But a Moment in Time

Last night in the last moments before sleep carried me away my son came to me.  He hugged me and had anguish in his voice.  It was a deep sadness and while I could not see his eyes I felt they were filled with tears.

"I will never see Greg sitting in his living room again Pop."  

I immediately knew what he was talking about.  Greg was the husband for one year of a woman who lives one house up the street.  He married the divorced mother of one of Noah's best friends and was the owner of his own landscaping company.  He was only in his early 50's and seemed to be filling a void in the lives of his three step children.  He must have brought stability to their house again.  The sense of permanence that children long for.  In the mornings I would see him preparing for the work day with a Mexican he employed.  In the afternoons he would be outside playing basketball or throwing a football with one of the boys.  Last May he was diagnosed with pancreatic cancer.  When I heard the news realism kicked in.  It was the same deadly disease my mother battled with and lost in a short fight.  I told my son he would be dead in less than a year.  It came out kind of callously but I didn't mean it that way.  It was simply me being honest with myself.  

When a person receives a terminal diagnosis they are likely the most realistic of all.  Everyone around them is filled with false hope.  It is a psychological way of coping.  Why confront today what you can put off until tomorrow?  It is a fundamental human trait both intellectually and physically.  Meanwhile, the person that is sick knows that they must treat every minute of life as if it was the last.  There is nothing more immediate as the end of life itself. 

Those around Greg hoped for the best while he took the chemo drip of death.  While some cancers can be fought, cancer of the pancreas is as deadly as a freight train barreling down a track.  An optimistic diagnosis for my mother with chemo was 9 months.  That is exactly what she and Greg lasted.

A young child is new in this world.  Everything around them is new.  It is like the day you unwrap the latest electronic device.  It seems so modern, so up to the moment.  The height of technology.  A few years later it starts to seem antiquated and a few more it is obsolete.  For a child death is a distant concept.  It almost seems unreal.  The only connection they have is the death of a pet yet still, that seems oddly disconnected to human life. 

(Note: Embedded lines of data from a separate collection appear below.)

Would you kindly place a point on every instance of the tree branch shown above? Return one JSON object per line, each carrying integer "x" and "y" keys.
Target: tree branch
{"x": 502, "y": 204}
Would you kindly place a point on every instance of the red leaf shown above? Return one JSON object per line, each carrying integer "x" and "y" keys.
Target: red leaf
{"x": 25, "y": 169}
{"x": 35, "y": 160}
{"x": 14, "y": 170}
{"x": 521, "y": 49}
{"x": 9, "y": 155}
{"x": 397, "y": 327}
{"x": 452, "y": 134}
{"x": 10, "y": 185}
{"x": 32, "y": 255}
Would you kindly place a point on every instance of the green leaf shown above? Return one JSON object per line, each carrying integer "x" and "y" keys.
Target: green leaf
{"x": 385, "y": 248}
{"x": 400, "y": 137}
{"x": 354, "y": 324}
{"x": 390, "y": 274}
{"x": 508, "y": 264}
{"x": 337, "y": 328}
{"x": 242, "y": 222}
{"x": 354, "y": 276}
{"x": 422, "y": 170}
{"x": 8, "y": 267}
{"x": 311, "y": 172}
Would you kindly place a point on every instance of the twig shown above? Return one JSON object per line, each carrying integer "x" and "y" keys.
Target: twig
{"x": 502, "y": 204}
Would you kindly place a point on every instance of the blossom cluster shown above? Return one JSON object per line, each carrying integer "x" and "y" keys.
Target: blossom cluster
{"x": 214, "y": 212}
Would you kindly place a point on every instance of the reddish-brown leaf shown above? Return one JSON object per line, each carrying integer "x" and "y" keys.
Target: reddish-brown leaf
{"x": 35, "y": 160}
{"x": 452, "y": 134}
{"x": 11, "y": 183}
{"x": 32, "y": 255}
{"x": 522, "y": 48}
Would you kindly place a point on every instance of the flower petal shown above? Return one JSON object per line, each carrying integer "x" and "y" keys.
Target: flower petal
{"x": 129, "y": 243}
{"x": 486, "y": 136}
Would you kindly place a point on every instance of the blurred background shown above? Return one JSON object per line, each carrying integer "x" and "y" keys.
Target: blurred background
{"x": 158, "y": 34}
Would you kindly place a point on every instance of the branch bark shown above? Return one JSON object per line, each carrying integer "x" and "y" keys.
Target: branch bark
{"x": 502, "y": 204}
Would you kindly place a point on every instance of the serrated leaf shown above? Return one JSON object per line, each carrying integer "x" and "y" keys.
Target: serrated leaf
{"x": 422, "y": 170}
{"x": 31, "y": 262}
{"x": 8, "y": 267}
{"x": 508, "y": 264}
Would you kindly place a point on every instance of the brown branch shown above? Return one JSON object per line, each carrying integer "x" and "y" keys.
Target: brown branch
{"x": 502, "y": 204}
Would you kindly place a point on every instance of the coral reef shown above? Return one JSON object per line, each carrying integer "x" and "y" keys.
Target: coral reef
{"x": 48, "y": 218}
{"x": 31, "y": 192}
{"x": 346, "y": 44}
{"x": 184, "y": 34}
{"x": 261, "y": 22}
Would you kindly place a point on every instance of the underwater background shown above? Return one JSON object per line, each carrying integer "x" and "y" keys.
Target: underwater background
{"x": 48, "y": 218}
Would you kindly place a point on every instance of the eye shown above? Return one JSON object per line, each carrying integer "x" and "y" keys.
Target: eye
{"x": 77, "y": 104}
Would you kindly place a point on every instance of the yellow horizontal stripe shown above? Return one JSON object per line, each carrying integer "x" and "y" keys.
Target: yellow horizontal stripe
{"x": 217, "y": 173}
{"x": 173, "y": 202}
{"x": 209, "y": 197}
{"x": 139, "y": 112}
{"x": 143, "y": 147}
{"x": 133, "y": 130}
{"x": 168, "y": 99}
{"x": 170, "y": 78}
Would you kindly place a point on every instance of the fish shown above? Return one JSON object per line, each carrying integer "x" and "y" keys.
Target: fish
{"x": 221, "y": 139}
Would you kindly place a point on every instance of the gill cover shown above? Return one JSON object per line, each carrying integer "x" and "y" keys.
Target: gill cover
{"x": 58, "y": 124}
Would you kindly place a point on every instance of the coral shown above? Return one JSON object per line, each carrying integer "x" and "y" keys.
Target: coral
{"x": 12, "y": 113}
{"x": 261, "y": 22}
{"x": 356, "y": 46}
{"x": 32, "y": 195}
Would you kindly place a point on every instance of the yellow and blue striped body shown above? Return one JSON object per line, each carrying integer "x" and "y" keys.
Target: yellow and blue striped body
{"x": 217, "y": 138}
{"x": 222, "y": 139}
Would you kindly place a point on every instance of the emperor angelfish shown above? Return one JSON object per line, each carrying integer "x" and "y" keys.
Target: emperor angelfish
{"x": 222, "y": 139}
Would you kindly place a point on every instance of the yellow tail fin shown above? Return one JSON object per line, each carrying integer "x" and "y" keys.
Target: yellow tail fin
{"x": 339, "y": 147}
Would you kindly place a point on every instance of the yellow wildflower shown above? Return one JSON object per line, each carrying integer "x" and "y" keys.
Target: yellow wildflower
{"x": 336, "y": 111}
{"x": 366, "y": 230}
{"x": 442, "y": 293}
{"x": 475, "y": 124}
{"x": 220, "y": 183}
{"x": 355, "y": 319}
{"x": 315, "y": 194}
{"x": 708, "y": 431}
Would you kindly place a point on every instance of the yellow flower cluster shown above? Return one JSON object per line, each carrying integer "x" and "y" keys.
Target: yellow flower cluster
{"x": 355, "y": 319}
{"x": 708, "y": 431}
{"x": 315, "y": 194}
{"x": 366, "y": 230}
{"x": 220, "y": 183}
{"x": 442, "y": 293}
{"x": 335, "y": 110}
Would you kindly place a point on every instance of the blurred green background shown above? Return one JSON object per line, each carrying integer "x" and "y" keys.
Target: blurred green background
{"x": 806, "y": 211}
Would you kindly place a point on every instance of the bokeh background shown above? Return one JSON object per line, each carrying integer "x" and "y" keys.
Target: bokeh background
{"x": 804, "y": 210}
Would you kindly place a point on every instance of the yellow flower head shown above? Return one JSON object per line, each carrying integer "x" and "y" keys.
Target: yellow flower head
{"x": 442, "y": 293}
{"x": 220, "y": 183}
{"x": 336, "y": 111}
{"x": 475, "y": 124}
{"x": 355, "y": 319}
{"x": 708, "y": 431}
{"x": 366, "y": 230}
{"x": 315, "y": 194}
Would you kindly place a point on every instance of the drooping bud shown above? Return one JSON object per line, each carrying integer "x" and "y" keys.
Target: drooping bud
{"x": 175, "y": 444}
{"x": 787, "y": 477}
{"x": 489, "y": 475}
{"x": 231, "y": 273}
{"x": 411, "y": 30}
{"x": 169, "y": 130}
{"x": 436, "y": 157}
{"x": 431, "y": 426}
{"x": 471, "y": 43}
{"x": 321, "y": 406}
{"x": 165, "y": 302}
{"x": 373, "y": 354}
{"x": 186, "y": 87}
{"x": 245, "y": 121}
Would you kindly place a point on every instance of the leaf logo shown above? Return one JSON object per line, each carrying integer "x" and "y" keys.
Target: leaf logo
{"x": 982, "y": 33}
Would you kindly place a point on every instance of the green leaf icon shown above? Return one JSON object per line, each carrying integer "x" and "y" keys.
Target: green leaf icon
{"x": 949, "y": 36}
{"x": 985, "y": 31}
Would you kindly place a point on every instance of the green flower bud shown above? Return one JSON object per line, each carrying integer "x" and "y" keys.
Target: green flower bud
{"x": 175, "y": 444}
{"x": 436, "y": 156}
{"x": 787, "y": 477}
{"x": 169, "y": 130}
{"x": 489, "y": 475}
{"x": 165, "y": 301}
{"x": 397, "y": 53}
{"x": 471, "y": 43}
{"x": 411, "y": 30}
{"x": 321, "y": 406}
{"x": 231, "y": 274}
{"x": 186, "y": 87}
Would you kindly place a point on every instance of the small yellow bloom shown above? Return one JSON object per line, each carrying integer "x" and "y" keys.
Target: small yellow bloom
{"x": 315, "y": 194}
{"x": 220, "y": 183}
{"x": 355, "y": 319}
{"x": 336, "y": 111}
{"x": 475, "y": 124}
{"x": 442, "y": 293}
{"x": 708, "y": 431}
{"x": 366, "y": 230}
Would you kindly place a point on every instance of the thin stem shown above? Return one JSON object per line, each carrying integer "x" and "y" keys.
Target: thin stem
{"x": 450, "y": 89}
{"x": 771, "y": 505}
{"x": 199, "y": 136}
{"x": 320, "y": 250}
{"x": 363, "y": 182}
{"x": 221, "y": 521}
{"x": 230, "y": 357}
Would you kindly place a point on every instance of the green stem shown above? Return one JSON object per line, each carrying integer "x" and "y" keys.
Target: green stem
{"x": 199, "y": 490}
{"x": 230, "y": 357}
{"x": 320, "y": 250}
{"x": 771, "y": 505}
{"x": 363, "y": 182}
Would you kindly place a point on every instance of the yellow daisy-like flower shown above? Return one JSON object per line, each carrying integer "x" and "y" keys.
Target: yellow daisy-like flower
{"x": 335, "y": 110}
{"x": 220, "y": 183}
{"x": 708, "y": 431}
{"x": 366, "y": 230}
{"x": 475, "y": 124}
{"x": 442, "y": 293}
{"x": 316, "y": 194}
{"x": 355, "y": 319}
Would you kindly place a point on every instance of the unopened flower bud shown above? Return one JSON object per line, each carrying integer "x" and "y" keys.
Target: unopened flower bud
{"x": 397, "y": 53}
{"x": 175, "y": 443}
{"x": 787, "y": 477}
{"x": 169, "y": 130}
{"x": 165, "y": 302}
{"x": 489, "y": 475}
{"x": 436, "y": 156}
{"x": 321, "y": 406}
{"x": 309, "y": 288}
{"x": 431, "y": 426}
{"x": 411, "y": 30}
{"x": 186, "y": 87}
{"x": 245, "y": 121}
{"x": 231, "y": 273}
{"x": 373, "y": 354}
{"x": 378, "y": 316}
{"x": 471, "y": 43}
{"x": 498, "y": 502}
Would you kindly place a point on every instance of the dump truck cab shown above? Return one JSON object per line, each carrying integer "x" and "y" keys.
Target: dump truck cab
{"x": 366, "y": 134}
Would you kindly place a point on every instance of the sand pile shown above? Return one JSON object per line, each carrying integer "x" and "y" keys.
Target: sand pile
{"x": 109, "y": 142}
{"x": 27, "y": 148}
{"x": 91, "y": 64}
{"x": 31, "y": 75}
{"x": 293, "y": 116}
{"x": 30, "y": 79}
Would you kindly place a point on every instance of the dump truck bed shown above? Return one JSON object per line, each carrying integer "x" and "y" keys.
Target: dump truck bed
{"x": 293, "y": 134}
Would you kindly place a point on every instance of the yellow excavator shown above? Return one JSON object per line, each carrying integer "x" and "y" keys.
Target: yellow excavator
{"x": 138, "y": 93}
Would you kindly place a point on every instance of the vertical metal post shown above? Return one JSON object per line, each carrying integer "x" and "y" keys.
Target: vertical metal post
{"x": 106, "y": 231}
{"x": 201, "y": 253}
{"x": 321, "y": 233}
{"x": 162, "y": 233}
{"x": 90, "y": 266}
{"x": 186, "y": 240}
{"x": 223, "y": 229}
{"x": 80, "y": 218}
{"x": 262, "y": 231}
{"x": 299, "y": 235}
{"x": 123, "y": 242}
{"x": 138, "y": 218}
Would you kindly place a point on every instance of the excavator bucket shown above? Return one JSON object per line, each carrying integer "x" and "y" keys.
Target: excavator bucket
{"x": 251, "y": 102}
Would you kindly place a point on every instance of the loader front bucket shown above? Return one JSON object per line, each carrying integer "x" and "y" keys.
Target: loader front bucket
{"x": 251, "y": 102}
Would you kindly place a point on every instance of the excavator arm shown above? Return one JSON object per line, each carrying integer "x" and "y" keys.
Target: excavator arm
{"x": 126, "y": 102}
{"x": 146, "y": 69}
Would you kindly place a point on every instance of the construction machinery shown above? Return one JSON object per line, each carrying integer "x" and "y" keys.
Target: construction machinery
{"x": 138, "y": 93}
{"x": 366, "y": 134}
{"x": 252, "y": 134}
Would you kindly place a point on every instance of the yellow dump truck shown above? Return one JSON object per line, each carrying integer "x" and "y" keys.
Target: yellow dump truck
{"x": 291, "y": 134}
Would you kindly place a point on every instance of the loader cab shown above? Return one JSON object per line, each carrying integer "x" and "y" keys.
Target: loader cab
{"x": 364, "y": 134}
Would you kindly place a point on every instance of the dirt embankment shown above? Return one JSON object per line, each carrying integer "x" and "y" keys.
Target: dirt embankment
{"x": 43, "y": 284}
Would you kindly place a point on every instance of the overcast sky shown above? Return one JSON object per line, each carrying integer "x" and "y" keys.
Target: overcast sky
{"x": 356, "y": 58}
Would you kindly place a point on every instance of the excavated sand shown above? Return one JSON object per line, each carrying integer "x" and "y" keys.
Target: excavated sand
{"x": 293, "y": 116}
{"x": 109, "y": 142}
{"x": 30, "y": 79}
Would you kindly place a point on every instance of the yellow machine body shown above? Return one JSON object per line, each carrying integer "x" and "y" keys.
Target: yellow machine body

I remember as a child when my grandfather died.  He had brain cancer and when I visited him he was wheel  chair bound and had paper thin skin.  He seemed almost alien in the transformation from health to sickness that had consumed him.  I remembered him healthy, chasing me around the house holding his dentures.  Throwing a baseball to me in the yard.  Suddenly all that was gone.  He was old, sick and withered, it didn't seem right.  As life progresses we see family members die and friends depart.  The experience only serves to remind us of our own mortality.  Each brings about its own pain and feelings of regret.  Each leaves a hole in our life and a scar on our heart.

Learning about death is a part of life and accepting it is never easy.  I wish I knew how to explain this to the innocent child so void of such loss.  I wish I had a magic formula of words to help the heart or sooth the pain but in truth there is none.  Loss is forever.  I hugged Noah and told him that if anything, losing Greg is a lesson on how we must value every day of life.  Being alive is a gift and we should try not to waste it.  I told him it is okay to be sad, if we were not, we would never understand loss.  In life there is pain.  Perhaps it is the very same pain that should serve to remind us of all that we have. 

Death is part of life and it hurts but if we truly want to honor the dead, we should never forget what we lost.